Life expectancy amortization method. Under this method, you determine an annual distribution by amortizing the IRA’s current value over a life expectancy. This method results in a fixed annual distribution which doesn’t change from year to year. You can do the amortization calculation using a financial calculator. In doing the calculation, you may get your life expectancy from one of the three tables described above; and you may choose any interest rate that does not exceed 120% of a rate published monthly by the IRS (called the federal mid-term rate) for either of the two months preceding the month your distributions begin. The IRS-published rates can be found on their website here:
http://www.irs.gov/app/picklist/list/federalRates.html
Mortality table method. Under this method, you determine an annual distribution by dividing your IRA balance by an annuity factor to be derived from an actuarial mortality table published by the IRS. Like the Life Expectancy Amortization method, this method results in a fixed amount which does not change from year to year. The services of an actuary are needed, making this method inconvenient.
The IRS has approved other methods for determining substantially equal periodic payments from an IRA, but only in private letter rulings, on which you may not rely (as time goes by).
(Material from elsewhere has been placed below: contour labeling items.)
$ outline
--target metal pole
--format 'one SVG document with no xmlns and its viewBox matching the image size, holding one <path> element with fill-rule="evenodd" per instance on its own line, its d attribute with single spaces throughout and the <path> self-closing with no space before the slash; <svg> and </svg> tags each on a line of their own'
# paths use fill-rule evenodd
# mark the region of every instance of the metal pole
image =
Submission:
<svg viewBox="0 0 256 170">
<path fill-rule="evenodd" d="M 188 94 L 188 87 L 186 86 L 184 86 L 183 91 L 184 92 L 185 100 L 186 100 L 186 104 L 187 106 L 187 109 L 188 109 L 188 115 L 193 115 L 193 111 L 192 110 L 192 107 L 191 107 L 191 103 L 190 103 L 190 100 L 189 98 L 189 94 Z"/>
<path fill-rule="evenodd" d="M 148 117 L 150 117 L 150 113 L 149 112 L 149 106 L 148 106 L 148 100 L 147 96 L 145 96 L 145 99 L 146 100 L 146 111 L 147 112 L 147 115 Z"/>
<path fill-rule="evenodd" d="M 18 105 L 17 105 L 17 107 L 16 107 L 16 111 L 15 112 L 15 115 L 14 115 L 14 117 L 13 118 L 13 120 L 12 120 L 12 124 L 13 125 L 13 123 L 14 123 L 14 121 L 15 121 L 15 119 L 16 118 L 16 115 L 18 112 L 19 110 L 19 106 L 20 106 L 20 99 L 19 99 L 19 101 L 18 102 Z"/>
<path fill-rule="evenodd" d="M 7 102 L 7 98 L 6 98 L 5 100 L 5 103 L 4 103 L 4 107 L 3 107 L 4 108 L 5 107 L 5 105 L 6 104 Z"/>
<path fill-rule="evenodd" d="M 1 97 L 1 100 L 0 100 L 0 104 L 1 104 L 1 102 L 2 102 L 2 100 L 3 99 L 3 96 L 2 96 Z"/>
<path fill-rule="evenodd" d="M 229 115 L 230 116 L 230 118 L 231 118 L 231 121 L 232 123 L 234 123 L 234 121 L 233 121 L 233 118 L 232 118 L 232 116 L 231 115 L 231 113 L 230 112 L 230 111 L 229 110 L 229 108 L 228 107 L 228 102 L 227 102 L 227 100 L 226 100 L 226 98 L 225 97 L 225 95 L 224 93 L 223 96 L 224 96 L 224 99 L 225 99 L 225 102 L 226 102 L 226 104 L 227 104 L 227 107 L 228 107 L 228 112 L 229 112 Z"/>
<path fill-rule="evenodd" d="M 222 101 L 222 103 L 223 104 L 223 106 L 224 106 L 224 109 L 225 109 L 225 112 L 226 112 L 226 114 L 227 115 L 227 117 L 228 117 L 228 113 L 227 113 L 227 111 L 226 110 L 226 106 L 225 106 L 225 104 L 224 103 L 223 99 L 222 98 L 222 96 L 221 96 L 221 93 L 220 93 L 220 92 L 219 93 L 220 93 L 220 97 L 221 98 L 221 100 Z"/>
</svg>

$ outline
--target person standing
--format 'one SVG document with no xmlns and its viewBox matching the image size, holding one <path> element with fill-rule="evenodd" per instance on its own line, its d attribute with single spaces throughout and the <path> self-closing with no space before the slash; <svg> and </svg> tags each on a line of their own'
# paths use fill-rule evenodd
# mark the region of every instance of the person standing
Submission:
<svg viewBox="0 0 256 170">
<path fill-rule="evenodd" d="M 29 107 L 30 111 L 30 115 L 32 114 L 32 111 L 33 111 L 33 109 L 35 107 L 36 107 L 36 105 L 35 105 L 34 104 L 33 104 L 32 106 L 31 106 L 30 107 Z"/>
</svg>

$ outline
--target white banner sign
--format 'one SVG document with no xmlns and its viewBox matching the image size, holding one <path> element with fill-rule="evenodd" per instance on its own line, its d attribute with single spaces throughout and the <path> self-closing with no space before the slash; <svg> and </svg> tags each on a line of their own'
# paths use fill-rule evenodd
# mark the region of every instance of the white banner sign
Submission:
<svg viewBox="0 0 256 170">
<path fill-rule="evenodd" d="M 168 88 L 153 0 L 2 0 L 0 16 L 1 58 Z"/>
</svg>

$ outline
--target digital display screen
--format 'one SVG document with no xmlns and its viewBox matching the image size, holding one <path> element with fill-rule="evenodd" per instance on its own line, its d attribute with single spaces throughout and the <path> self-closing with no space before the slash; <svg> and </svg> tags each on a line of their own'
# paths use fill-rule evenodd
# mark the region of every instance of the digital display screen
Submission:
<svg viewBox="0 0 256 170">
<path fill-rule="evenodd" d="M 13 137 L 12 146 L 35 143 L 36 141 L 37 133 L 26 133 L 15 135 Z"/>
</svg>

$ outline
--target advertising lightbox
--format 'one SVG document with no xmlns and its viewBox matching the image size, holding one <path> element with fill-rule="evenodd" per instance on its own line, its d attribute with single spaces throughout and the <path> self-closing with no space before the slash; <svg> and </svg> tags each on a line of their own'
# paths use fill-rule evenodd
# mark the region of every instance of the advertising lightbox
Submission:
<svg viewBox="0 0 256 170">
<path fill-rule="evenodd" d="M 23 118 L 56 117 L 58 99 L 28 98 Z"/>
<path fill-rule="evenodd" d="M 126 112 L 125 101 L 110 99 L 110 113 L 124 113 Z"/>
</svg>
So if you act on the advice given in the ruling, you do so at your own risk.
In yesterday’s post, I mentioned that once you start on these distributions, you may not deviate from them without incurring substantial penalties. But here’s an exception: If you have been calculating your periodic distributions under either the Life Expectancy Amortization method or the Mortality Table method (both of which result in a fixed distribution), you are allowed to make a one-time switch to the Required Minimum Distribution method (but not back again) without incurring a penalty recapture tax.
Now that you know how to take IRA distributions before age 59-1/2 without penalty, let me ask you this: Why are you doing this?